Sichuan Airlines Co., Ltd. () is a Chinese airline based in Chengdu Shuangliu International Airport in Chengdu, Sichuan Province, and is the largest airline in western China, operating mainly scheduled domestic and international flights out of Chengdu Shuangliu Airport, Chongqing Jiangbei International Airport and Kunming Changshui International Airport.

History 
The airline was established on 19 September 1986 as Sichuan Airlines Company, its first flight was on 14 July 1988 between Chengdu and Wanzhou.

The airline was later restructured as Sichuan Airlines Co., Ltd. on 29 August 2002, in which the Sichuan Airlines Co., Ltd. Group became the major shareholder (40%). The other shareholders are China Southern Airlines (39%), China Eastern Airlines (10%), Air China Group (10%) and Chengdu Gingko Restaurant Co. (1%).

Corporate affairs

Operations 
Sichuan Airlines' corporate headquarters is located in its hub Chengdu Shuangliu International Airport in Shuangliu District, Chengdu, Sichuan, and its secondary hubs are at Chongqing Jiangbei International Airport and Kunming Changshui International Airport.

Subsidiary 
Sichuan Airlines owns Chengdu Airlines as its subsidiary, which also has its hub at Chengdu Shuangliu International Airport. Chengdu Airlines was formerly named as United Eagle Airlines, and was changed to Chengdu Airlines to help lift the image of Chengdu on behalf of the city's government, according to an anonymous official of Sichuan Airlines. In late 2009, Sichuan Airlines sold some of its share of Chengdu Airlines to aircraft manufacturer Comac and the Chengdu Communications Investment Group. Chengdu Airlines is planned to become the first operator of the Comac ARJ21.

Branding 
Sichuan Airlines' logo is a haiyan () that is soaring with high temperament, symbolizing the company's entrepreneurial spirit. The circle represents the earth and the four wave patterns represents a hundred rivers going into the sea and carrying back virtues, corresponding to the core values of Sichuan Airlines' "truthfulness, goodness, beauty, love", symbolizing that Sichuan Airlines takes off from the inland and connects the stability of land civilization and the outward development of marine civilization.
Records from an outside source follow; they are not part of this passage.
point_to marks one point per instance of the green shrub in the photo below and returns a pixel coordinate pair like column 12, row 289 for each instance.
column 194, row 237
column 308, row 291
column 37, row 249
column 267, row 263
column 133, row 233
In addition to the logo, Sichuan Airlines gives emphasis to the Chinese character "" in which not only the character means river or a shortened name of Sichuan, but also that the character is defined as running through and gathering. It means that Sichuan Airlines is engaged in aviation flight and had built a world-class fleet that connects five continents, improving its network radiation capability and opening more international routes to build a bridge between Western China and the world and to integrate the world's corporate vision.

Destinations 
Sichuan Airlines is operating mainly flights in East Asia. (Hong Kong, Tokyo, Beijing, Osaka, Seoul, Shanghai, Taipei, Guangzhou, Lhasa, Kunming, Urumqi, Kathmandu, etc.)

Others destinations include Australia (Sydney, Melbourne), New Zealand (Auckland), Africa (Cairo), Western Asia (Dubai, Tel Aviv, Southeast Asia (Singapore, Bangkok), Europe (Prague, Zurich, Copenhagen, Rome, Helsinki) and North America (Vancouver, Los Angeles), etc.

The airline launched its first long-haul overseas route in June 2012 with flights from its Chengdu hub to Vancouver, Canada. Its second long-haul flight, from Chengdu to Melbourne, Australia, was launched in February 2013 with three weekly services. On 17 October 2016 the airline launched twice-a-week service from Chengdu via Hangzhou to Los Angeles (LAX). In 2016, Sichuan Airlines started twice-a-week flights to its first European destination, Prague. On June 23, 2018, Sichuan Airlines launched service from Chengdu to Zurich via Prague. It was the first fifth freedom flight for the airline. It was also the only airline operating this route with Airbus A330 wide body aircraft.

Codeshare agreements
Sichuan Airlines has codeshare agreements with the following airlines:

 Air China 
 Chengdu Airlines
 China Eastern Airlines>
 China Express Airlines
 China Southern Airlines
 Juneyao Airlines
 Kunming Airlines
 Shandong Airlines
 Shanghai Airlines 
 Shenzhen Airlines 
 Tibet Airlines
 XiamenAir

Fleet

Current fleet 

, Sichuan Airlines operates an all-Airbus fleet consisting of the following aircraft:

Special Liveries

Former fleet

Golden Panda 
The Golden Panda Club is a frequent-flyer program launched by Sichuan Airlines. It can accumulate every flight mileage and enjoy free tickets and other product rewards. When the mileage reaches a certain standard, it can be upgraded to a VIP member and enjoy free upgrades. Free first class lounge waiting, free baggage allowance and other value-added services.

Accidents
 On 24 January 2003, Sichuan Airlines Flight 434, an Embraer EMB-145 from Chongqing Jiangbei International Airport to Chengdu Shuangliu International Airport, one man attempted to hijack the airplane and ignited home-made explosives, which injured a passenger and also himself. He was subdued by a security officer.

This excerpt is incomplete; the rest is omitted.